S.157, Bologna, 31 Ottobre 2020

Aggrapparsi agli istanti, ad ogni occasione,
Nelle notti senza pensieri, dal vino
Inebriate, per le vie e le piazze
Che mettono ai porticati
Barcollando nel segno di quella fraternità strana
In cui si raccolgono le anime
Inquiete al chiaro di luna,
Spregiando i satrapi e i loro vaniloqui,
Perché se me lo chiedi, una cosa
posso dirti: ciò che non voglio
Essere né divenire mai

25 Aprile 2023

Germogli di Marzo

Mi sono legato alle persone sbagliate

Mi hanno inviluppato in una stretta morsa

Raggomitolato nelle mie intime convulsioni

Ho strappato la mia apparenza dal lembo di pelle che intrappolava la mia essenza

È fuggita, ora vola e va

E quasi non ho paura che si perda.

 

Sospende l’eterea sostanza
levata, sua, dall’eolo soffiante:

batuffolo sperso nell’áere,
caprìola leggiadro, riflesso d’opale.

 

Marzo di attese, delusioni e sorprese;

tra la fine e nuovi potenziali inizi mi perdo.

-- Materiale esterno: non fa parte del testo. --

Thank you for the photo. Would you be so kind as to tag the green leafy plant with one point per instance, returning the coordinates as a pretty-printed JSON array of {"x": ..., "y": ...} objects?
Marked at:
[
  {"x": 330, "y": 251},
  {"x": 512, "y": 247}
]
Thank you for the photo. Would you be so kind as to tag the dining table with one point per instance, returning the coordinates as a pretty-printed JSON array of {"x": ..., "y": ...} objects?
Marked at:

Lascio che i ricordi della città mi trascinino altrove, lentamente, silenziosamente.

Mi inebria il nostalgico odore dei luoghi, delle persone che ho incontrato, delle vite che ho sfiorato.

 

Ed è proprio in questo vortice di incontri,

che cerco la mia essenza.

Per ora questa ricerca rimane un cammino incessante,

alle volte perfino sfiancante.

 

Corre veloce l’abitudine

della quiete.

Accorri, o fuoco

dei grandi momenti.

Serve poesia,

ad attimi alterni,

per non tornare

dove tutto ritorna.

Versi liberi: Ad una tirocinante

Non vedrò domani i tuoi occhi
E nemmeno il giorno dopo;
Tu, nel candore del camice
Sempre avanti a me, il passo
Certo di chi sa dove cercare.

Io ti saluto, Igea,
E m’apparecchio a scordare il tuo nome
Come si oblia una bella frase
Nella profusione di inchiostro
Tra prologo ed epilogo,
Non il sorriso disegnato sulle palpebre
Con cui mi scaldavi ogni mattina

Juvenilia I (MMXVII)

Ascoltavo il suo battito.
Sul netto paradiso il volto
Si posava, altro non chiedevo.
Ora lo so quale suono
È nel centro del mondo:
Ov’era un senso di smarrita
Solitudine, sgorgava finalmente
Un fiotto di speranza.

Ascoltavo il suo battito,
E del mio più non mi curavo

Polidipsia

Notte, un tempo casa per il tuo
Figlio prediletto.
È un po’ che non ti sento mia,
Tu che solevi essermi ricetto
Nella frescura che rende vita
Alle strade e alle piazze arse
Nelle ore calde della tua assenza.
Mi sentivo me stesso con te
E le anime che richiami nelle ore
Brillanti del lucore lunare.
Io per me adesso non ti porto
Il tempo di finire la sigaretta.
Non so perché rifugga
La tua bontà materna, ma spero
Trapassi questo arco di stacco.

Notte io fino a ieri ti bramavo:
Sai che appartengo all’esigua
Schiatta dei poeti sinceri.
Che sia perché ti ho bevuta
Senza modo nelle ultime lune?
Ma non è l’arido che viene
Quando due amanti per il troppo
Amarsi smettono di volersi bene.
Ad esser veritieri, non tu sola
Ho a schivo in questo tempo.
Vorrei esser solo co’ miei pensieri,
Circondato dagli strumenti del mestiere
Senza caramelle e bolle di sapone.
Non ho più la forza per diluirmi,
Di dirmi che il nodo si risolverà domani,
Che è giusto che mi sacrifichi a te,
E di ringraziarti per il furto a cui
Mi presto negli incontri clandestini.

Notte, di te mi manca tutto, meno che te
Non ti adirare con la prole onesta.
In fondo se ti parlo puoi capire
Che ho d’aiuto necessità manifesta

I manifesti per il 25 aprile

Devo insegnare ai compagni
Come si fa ad attaccare
Le proprie idee
Sulle mura
Urbane
Come noi
Abbiamo imparato
Nella nostra aurea storia
Con il manto della nostra poesia

Le mani a giumella

“Co ‘l raggio de l’april nuovo che inonda
Roseo la stanza tu sorridi ancora
Improvvisa al mio cuore…
Giosuè Carducci, Idillio Maremmano

Stavo ordinando il mio archivio
E ho trovato una nostra foto. Era
La più bella, la più rappresentativa,
Eppure non mi ha smosso nulla.
Sembra passato così tanto tempo
Da allora che i due impressionati
Mi parevano due estranei,
Come i volti stereotipati delle cornici mai usate .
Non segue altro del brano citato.